À propos de secret, de mystère, il y a dans ces années 70 deux films que j’aime tout particulièrement, Max et les ferrailleurs et Mado, qui incarnent justement la part d’ombre du cinéma de Sautet. Max et les ferrailleurs, le film préféré de Sautet, voit l’entrée en scène du romancier-scénariste Claude Néron, l’autre grand complice, avec Jean-Loup Dabadie, de ces années-là, qui entre en résonance avec le pessimisme du cinéaste et qui lui apporte une certaine stylisation, une certaine étrangeté. Dans cette histoire de manipulation incarnée par ce duo formé par un flic-souteneur et une prostituée dont il finit par tomber amoureux – les plus beaux rôles de Piccoli et Schneider chez Sautet –, Sautet révèle sa part maudite, son côté noir, et il n’est pas très difficile d’y voir une métaphore des relations complexes, et parfois tordues, qui unissent le metteur en scène à son actrice. Quant à Mado, film en apparence plus ancré dans la glaise du réel, il glisse, à la faveur d’une grande scène d’enlisement nocturne restée célèbre malgré le relatif échec commercial du film, vers une manière de fantastique qui peut surprendre ceux qui ont voulu figer Sautet dans le registre du typage social.

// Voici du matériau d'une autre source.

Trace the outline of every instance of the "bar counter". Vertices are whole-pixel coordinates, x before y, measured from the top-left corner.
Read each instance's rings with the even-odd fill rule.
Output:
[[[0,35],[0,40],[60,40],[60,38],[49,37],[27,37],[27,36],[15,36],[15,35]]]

Cette dimension étrange, presque vénéneuse, Sautet va la prolonger à la fin des années 80 à la faveur d’une dernière période qui lui donnera une nouvelle jeunesse. Après l’échec de Garçon ! en 1983, troisième film avec un Montand fatigué et en roue libre, Sautet comprend qu’il doit changer de forme et de style sous peine d’être balayé par son époque. Avec la fervente complicité de Jacques Fieschi et Jérôme Tonnerre, ex-critiques de la revue Cinématographe, il opte pour un film où l’étrangeté est complètement assumée en la personne de Martial (Daniel Auteuil), l’ange du bizarre de Quelques jours avec moi, film mutant, boiteux, tentant un mariage contre-nature entre le boulevard, la satire, et le conte fantastique, voire philosophique. Pas entièrement réussi, le film est passionnant par ce goût du mélange des genres et des tons et ouvre à Sautet une nouvelle voie qu’il ne va d’ailleurs pas complètement suivre dans ses deux derniers films. De Quelques jours avec moi, Sautet gardera la froideur du personnage de Daniel Auteuil, qu’il accentuera jusqu’à la glaciation dans Un cœur en hiver et qu’il tirera vers une dimension plus énigmatique pour celui qu’incarne Michel Serrault dans Nelly et Monsieur Arnaud. Dans ses trois derniers films, Sautet met en scène quelque chose de rare au cinéma, l’absence de désir, une dimension qui oscille entre la dépression et l’ataraxie, une sorte de caractère opaque, qui résiste à toute forme d’interprétation. Lui qu’on avait accusé, dans les années 70, d’être un cinéaste trop explicatif, trop sociétal, devient dans les années 90 le metteur en scène de l’impénétrable, de l’abstraction fuyante, de l’épure assumée. Retournement qui équivaut à une forme de réhabilitation à laquelle j’ai d’ailleurs contribué, à cette période, dans les Cahiers du cinéma. En 2000, Sautet disparaît, laissant finalement l’image d’un homme et d’un cinéma plus complexes et plus contradictoires qu’il n’y paraît au premier abord. C’est sous cet angle, hors de l’imagerie officielle et consensuelle à laquelle il est trop souvent réduit, qu’il est bon, me semble-t-il, de redécouvrir l’œuvre de Claude Sautet.